Le sort s’acharne sur l’Olympique de Marseille ! Alors qu’ils viennent de triompher du PSG dans un Vélodrome incandescent, les Phocéens s’apprêtent à affronter une nouvelle fois leur rival honni, cette fois en terrain neutre. Mais une ombre au tableau : la CAN 2025 va cruellement priver Roberto De Zerbi de plusieurs titulaires clés pour le Trophée des Champions, prévu… en plein cœur de la compétition africaine.
Un Classique sous haute tension en plein cœur de la CAN
La Ligue de Football Professionnel (LFP) a officialisé ce que les supporters olympiens redoutaient : le Trophée des Champions entre le PSG et l’OM se jouera le 8 janvier 2026 au Koweït. Un lieu inédit et insolite pour une affiche au parfum d’Europe, mais un calendrier qui fait grincer des dents sur la Canebière.
La date coïncide tout bonnement avec les quarts de finale de la Coupe d’Afrique des Nations 2025, disputée du 21 décembre 2025 au 18 janvier 2026 au Maroc. Conséquence directe : l’Olympique de Marseille pourrait se retrouver fortement amputé. Les internationaux phocéens sont nombreux et parmi les hommes les plus utilisés par De Zerbi.
Une cascade d’absences… et une profondeur de banc mise à rude épreuve
Nayef Aguerd et Bilal Nadir rejoindront la sélection marocaine, tout comme Amine Gouiri avec l’Algérie, Geoffrey Kondogbia avec le Centrafrique, Hamed Junior Traoré avec la Côte d’Ivoire, et surtout Pierre-Emerick Aubameyang, leader d’attaque, avec le Gabon. Sans ces éléments, c’est une véritable ossature tactique que perdra Roberto De Zerbi, à un moment crucial.
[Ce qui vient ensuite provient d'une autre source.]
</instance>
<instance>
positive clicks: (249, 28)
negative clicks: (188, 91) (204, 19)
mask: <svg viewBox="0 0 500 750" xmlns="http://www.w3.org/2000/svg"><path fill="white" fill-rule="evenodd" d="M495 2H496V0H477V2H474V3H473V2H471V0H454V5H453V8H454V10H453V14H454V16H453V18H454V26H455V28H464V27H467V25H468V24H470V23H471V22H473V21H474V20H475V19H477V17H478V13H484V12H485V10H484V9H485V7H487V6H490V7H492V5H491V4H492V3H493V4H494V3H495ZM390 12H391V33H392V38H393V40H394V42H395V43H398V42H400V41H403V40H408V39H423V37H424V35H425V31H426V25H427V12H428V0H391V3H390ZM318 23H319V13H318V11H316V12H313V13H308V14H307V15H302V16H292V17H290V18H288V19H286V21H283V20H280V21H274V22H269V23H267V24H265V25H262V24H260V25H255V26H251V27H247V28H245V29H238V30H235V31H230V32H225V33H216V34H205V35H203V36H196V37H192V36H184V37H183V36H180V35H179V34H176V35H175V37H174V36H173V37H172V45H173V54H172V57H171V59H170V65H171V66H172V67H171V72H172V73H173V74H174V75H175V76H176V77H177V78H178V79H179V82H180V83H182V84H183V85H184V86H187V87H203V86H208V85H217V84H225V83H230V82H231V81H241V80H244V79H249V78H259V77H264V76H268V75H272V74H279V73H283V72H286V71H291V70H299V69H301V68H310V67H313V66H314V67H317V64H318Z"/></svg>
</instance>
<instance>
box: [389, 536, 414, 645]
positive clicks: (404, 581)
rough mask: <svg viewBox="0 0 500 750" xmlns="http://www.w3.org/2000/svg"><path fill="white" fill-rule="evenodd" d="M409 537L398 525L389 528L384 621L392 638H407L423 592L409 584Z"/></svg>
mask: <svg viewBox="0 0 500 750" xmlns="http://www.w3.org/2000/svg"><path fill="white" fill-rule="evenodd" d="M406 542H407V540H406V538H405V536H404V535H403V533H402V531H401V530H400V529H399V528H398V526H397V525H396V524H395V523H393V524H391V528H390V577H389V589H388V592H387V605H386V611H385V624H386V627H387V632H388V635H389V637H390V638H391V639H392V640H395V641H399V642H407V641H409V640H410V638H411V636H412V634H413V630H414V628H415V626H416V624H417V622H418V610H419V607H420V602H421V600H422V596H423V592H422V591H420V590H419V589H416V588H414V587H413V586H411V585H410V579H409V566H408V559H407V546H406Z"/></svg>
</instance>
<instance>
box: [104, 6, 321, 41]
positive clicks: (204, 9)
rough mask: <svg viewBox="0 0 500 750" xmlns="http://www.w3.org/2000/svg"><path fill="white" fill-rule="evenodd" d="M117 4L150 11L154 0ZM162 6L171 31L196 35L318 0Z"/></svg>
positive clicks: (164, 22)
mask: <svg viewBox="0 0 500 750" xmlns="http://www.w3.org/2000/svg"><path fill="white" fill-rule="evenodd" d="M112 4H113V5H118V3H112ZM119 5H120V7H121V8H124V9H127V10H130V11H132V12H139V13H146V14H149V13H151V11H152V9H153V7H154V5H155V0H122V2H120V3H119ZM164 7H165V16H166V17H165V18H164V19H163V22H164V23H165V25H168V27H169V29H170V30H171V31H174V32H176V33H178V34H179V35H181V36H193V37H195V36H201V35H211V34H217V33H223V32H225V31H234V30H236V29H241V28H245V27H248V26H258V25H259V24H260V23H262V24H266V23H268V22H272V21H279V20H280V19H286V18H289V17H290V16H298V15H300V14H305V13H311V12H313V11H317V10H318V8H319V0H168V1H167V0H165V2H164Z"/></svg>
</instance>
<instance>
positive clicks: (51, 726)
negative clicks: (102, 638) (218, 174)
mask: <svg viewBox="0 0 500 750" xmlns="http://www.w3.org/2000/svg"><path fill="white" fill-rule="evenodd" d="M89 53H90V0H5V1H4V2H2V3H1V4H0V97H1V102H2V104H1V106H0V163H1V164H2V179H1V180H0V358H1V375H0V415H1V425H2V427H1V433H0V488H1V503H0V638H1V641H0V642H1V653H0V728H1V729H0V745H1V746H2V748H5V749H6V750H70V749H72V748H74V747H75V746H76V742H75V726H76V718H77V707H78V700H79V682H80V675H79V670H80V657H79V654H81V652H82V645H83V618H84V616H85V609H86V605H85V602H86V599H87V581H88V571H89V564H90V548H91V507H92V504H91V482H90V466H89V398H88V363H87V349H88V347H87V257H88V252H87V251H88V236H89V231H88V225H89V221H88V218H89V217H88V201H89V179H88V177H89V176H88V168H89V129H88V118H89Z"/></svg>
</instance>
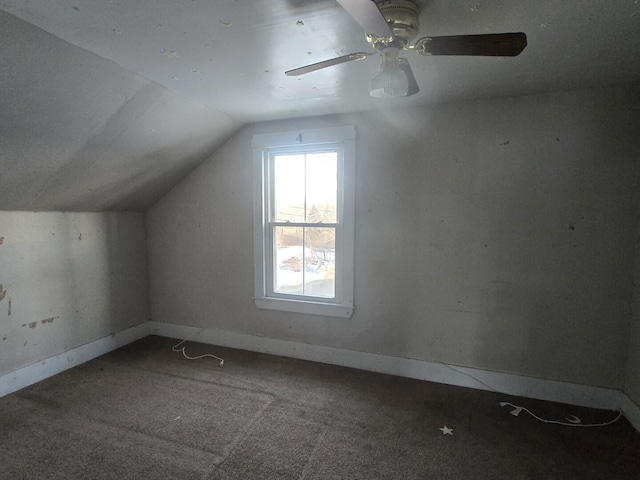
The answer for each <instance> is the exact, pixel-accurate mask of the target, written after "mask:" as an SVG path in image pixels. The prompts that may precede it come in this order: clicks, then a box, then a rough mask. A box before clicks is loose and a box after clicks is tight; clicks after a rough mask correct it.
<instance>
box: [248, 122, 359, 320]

Or, si l’OM affiche de belles intentions depuis l’arrivée du technicien italien, leur irrégularité et leur dépendance aux individualités posent question. Moins touché, le PSG de Luis Enrique ne devra composer que sans Achraf Hakimi, également mobilisé avec le Maroc. Et c’est bien là que réside l’injustice pointée par certains observateurs : le PSG pourrait jouir d’un onze quasi complet, alors que l’OM devra bricoler.
Ce déséquilibre s’accentue au regard du contexte : un match à l’international, sous forte chaleur, peu de temps après les fêtes, et dans un timing collé à la CAN. L’enchaînement logistique entre Maroc et Koweït est improbable, voire impossible, pour des joueurs toujours engagés dans la phase finale.
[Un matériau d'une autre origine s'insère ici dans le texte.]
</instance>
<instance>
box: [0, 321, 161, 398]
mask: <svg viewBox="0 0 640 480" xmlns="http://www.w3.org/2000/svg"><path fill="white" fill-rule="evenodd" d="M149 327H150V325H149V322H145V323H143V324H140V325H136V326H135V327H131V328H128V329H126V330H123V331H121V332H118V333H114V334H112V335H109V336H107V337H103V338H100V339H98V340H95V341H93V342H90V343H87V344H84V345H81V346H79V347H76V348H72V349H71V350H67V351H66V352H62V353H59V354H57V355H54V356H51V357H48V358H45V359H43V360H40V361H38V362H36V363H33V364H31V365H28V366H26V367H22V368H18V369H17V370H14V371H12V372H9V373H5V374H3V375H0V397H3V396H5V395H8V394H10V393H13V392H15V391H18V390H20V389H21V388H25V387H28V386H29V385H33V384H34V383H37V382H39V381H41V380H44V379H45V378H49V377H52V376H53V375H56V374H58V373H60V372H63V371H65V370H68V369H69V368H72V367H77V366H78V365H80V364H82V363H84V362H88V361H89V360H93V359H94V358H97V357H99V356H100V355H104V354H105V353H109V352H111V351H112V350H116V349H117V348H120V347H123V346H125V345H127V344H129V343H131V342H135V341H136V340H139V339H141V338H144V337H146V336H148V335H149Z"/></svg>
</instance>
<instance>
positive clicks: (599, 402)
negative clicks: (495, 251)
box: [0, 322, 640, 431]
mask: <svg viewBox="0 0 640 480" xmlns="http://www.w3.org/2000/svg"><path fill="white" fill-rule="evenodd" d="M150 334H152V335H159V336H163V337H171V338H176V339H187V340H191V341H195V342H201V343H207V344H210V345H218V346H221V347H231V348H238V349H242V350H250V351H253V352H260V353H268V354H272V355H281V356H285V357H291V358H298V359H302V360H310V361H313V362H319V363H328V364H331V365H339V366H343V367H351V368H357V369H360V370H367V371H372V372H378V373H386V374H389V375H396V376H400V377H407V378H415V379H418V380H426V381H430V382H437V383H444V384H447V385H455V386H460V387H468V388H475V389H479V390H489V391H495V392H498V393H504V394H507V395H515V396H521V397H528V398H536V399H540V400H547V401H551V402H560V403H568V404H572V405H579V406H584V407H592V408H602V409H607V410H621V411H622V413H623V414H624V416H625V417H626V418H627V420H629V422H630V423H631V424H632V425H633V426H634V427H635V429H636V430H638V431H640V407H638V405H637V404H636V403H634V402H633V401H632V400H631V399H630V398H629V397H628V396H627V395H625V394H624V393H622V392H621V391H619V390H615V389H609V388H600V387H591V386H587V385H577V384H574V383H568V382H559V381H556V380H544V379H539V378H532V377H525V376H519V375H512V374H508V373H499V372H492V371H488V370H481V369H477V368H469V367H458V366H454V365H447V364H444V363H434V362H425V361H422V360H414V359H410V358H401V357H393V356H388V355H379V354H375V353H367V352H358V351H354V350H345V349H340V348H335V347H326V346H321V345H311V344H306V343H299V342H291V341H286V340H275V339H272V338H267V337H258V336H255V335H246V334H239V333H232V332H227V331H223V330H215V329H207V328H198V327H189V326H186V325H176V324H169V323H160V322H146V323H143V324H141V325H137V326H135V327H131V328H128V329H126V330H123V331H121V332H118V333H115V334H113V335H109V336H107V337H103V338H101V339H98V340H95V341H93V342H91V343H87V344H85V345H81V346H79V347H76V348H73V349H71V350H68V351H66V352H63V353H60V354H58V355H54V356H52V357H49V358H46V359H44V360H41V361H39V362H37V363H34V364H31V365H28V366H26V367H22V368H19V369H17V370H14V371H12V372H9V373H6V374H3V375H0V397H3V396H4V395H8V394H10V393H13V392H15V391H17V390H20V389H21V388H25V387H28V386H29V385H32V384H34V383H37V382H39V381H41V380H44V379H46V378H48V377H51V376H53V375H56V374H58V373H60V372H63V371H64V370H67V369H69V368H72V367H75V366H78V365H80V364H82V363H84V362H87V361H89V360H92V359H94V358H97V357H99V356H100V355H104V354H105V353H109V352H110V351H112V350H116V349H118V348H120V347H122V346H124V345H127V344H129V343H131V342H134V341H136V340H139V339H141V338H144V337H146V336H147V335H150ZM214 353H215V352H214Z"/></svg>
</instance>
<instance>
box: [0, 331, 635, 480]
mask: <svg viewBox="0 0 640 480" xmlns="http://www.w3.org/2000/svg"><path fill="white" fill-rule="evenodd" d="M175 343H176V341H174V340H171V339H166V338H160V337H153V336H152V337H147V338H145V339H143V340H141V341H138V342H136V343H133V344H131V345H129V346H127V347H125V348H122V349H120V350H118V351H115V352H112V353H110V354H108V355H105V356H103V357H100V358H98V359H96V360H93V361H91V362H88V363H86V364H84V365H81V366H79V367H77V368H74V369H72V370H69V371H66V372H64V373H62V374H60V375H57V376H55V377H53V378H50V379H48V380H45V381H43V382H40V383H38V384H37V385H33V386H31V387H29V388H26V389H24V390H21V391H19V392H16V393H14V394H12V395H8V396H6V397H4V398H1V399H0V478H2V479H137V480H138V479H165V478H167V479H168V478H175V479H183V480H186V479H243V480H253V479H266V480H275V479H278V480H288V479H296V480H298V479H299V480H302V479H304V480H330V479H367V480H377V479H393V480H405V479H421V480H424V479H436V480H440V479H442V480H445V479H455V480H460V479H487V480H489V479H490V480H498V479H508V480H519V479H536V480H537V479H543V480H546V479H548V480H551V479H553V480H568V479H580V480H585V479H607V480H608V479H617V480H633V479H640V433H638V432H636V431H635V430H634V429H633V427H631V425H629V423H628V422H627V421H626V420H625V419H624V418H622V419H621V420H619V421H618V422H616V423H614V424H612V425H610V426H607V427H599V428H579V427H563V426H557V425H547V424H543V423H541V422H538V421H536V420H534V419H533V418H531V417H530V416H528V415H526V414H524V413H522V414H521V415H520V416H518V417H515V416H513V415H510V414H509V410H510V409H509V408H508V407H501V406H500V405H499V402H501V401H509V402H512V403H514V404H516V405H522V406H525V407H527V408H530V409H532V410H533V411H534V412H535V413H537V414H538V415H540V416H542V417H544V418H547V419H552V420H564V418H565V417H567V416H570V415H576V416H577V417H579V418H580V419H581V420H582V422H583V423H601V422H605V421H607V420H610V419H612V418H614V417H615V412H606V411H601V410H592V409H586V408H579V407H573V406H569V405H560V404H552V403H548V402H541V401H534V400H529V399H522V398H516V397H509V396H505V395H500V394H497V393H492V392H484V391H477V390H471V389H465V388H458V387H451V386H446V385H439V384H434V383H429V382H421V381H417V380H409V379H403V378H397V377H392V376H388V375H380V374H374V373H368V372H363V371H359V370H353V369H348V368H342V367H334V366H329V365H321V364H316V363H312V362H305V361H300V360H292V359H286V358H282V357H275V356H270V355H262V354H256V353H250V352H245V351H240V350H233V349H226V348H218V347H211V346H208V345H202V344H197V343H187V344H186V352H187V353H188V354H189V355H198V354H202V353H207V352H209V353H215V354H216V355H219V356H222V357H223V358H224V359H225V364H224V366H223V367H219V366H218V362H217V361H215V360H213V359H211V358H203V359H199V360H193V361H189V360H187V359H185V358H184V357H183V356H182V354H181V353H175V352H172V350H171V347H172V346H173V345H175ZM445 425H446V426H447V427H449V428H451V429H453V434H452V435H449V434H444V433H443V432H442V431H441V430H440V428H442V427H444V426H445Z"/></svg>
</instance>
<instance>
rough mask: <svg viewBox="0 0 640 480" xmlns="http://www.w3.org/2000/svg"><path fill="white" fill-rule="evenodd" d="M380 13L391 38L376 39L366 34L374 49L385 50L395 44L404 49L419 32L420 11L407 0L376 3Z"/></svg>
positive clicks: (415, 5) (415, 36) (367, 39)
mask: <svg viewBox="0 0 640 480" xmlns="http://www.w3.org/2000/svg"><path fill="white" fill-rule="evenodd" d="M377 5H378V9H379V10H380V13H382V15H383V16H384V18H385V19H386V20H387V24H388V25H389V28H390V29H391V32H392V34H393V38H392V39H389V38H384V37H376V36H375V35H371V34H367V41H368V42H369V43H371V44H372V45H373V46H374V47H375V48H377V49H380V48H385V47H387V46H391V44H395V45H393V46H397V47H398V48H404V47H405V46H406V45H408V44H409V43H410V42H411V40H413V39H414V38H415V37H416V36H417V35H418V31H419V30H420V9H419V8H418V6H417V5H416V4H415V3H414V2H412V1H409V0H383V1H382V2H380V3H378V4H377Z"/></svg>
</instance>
Les conséquences d’un choc tronqué sur la saison de l’OM
Le Trophée des Champions, bien qu’officiel, est souvent vu comme une mise en bouche avant la suite de saison. Mais pas à Marseille. Le Classique face au PSG est un match à part. Il structure l’élan d’une phase retour souvent décisive, surtout quand on rêve de bouleverser la hiérarchie du football français… dominée par Paris depuis plus d’une décennie.
Un accident face au PSG aurait des conséquences sportives et mentales pour l’OM. Déjà lancé dans une campagne ardue en Ligue des Champions, et contraint de batailler en Ligue 1 pour accrocher le podium, l’enchaînement du mois de janvier sera décisif. De Zerbi devra s’adapter, modifier ses schémas, et peut-être donner leur chance à des jeunes ou des remplaçants en manque de rythme.
Le contraste est saisissant : alors que le PSG peut aligner Kylian Mbappé, Ousmane Dembélé ou Vitinha sans grande perte, l’OM devra composer sans sa colonne vertébrale. Et si la compétition permet souvent des surprises, le duel semble déjà pencher vers Paris selon de nombreux analystes.
Une décision de la LFP sous le feu des critiques
Le choix de la date et du lieu interroge. Pourquoi programmer un match officiel entre deux géants du football français pendant un tournoi continental majeur ? La LFP justifie son choix par des impératifs de calendrier et des opportunités de rayonnement à l’international. Mais les supporters et certains acteurs du football y voient surtout un rendez-vous sacrifié par manque de planification stratégique.
En pleine CAN, l’OM devra se battre avec ses armes… amoindries. Et si la rivalité fait partie du sel de ce duel PSG-OM, ce Trophée des Champions 2026 promet déjà une saveur bien particulière – voire un goût amer, côté marseillais.